Our recent CISO survey revealed a staggering shortfall of phishing protection in the four key areas outlined above. Particularly troubling was the lack of protection against social media and website phishing, which rank among the most common and effective methods of compromising a business.
The majority (56%) of CISOs surveyed said they didn’t monitor social media at all or only manually checked key social media platforms like Facebook, Twitter and LinkedIn on occasion for impersonation or phishing attacks. Further, a third of CISOs don’t monitor their CEO or other executives on social media platforms and only 12% confirmed that they take a broad approach to social media protection by collecting reports on suspicious Facebook pages or regularly monitoring Facebook ads, users, pages and groups.
The results for website phishing protection weren’t much better. About a third of CISOs responded that they monitor their domain registrations for fraudulent activities on a regular basis and roughly the same percentage of CISOs monitor content changes on domains they’ve registered in the past without checking record changes as well.
When considered in the context of skyrocketing phishing attacks, the implication of the survey results is clear. CISOs need to better prepare to defend their organization from impersonators in 2022 by creating defenses that stop phishing attacks wherever they occur.
Many of the techniques employed by CISOs in the coming year will be tried and true. Educating employees, running frequent security audits and using multi-factor authentication are a must. But CISOs must also commit to increasing their awareness of the threat landscape by proactively monitoring for phishing attacks.

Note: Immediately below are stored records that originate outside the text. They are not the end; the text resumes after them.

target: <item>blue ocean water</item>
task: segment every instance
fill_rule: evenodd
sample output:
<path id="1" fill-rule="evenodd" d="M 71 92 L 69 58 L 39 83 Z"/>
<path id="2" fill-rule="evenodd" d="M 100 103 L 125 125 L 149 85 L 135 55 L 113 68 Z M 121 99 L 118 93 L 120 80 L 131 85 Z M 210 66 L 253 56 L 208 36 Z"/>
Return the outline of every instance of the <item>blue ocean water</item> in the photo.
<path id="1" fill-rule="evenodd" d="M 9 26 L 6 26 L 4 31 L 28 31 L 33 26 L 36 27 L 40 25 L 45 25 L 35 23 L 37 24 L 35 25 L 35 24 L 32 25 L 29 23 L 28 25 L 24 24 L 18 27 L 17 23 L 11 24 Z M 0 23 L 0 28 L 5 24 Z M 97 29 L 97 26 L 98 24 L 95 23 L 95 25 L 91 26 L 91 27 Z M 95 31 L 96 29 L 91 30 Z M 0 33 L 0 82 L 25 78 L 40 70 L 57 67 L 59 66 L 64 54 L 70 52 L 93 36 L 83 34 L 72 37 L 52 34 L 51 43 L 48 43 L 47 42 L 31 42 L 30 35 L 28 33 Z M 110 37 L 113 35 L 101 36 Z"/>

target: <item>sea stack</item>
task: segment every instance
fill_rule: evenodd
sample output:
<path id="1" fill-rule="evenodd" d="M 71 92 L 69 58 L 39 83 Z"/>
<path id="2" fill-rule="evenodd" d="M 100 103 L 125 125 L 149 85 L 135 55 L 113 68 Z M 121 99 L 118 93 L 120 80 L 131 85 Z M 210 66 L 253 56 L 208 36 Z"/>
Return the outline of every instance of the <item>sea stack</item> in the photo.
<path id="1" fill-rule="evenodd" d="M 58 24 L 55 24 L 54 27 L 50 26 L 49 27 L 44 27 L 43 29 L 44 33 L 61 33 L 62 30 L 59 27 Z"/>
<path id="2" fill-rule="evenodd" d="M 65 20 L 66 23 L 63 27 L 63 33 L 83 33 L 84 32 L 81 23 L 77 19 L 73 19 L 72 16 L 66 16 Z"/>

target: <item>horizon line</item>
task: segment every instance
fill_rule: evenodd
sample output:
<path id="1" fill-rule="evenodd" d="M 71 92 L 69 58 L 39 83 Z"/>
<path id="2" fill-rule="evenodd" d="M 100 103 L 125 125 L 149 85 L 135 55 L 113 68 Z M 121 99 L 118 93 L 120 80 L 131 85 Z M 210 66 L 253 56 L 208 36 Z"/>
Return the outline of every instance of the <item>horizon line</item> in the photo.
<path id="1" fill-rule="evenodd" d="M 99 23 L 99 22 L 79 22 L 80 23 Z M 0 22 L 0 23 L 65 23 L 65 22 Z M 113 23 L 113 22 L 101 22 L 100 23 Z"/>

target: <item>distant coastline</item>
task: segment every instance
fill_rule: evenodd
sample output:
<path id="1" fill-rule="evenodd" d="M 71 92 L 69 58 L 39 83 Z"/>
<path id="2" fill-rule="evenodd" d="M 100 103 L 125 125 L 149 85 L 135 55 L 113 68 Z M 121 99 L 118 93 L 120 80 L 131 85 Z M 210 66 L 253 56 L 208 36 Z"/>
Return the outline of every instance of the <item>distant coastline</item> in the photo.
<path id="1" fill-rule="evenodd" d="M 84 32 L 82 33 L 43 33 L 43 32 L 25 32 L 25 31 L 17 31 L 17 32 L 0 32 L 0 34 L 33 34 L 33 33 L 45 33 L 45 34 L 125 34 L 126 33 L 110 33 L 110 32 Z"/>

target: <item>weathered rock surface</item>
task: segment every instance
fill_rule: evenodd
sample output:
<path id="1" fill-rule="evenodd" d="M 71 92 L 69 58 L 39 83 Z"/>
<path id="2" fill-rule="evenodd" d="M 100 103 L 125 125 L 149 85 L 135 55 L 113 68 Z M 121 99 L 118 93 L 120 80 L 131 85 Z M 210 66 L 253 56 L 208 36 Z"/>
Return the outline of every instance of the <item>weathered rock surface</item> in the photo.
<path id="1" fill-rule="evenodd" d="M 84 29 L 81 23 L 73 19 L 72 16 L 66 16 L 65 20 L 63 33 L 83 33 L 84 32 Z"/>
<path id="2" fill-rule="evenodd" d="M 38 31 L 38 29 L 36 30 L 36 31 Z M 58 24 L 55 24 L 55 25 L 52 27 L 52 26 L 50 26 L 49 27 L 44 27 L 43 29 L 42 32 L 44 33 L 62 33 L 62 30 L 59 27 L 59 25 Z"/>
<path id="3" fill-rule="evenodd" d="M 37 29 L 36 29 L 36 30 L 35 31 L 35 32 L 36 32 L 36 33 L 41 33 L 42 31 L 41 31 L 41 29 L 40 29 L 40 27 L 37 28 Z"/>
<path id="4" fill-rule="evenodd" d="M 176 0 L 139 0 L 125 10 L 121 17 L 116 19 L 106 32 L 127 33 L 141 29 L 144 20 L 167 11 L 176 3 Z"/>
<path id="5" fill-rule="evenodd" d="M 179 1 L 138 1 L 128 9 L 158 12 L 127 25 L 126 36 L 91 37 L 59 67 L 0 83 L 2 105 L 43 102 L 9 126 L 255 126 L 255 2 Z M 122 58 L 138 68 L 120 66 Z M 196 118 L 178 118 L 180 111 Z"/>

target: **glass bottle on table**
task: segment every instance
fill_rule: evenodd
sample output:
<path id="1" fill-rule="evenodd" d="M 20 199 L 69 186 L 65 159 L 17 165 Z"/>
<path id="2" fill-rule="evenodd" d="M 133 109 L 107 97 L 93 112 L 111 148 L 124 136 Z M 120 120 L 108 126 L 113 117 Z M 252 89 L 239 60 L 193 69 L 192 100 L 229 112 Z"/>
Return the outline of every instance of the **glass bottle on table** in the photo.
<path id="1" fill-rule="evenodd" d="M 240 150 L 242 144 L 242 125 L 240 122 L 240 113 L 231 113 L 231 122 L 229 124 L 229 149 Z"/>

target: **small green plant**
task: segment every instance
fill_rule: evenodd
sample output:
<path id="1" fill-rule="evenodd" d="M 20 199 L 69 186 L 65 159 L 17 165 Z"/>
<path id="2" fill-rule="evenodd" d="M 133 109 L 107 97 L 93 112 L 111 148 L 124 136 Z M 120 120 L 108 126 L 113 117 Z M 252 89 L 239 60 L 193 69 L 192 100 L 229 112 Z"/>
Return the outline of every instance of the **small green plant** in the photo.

The speed and scale of modern social media and website phishing make them difficult to defend with manual methods. A single person can’t possibly search through millions of social media posts, links and websites for fraudulent activity on their own. This is where automated, intelligent tools have a lot to offer CISOs. AI-driven software can constantly monitor social media and websites for malicious links, fake profiles, fraudulent branding, and other precursors of phishing attacks. With real time alerts from automated sentries, CISOs can take fast action to neutralize threats before they become a problem for their organization.
AI-driven brand protection provides a way to futureproof an organization’s security as attacks increase and eclipse the ability for humans to fight back. What’s your next step in the fight against cyberattacks?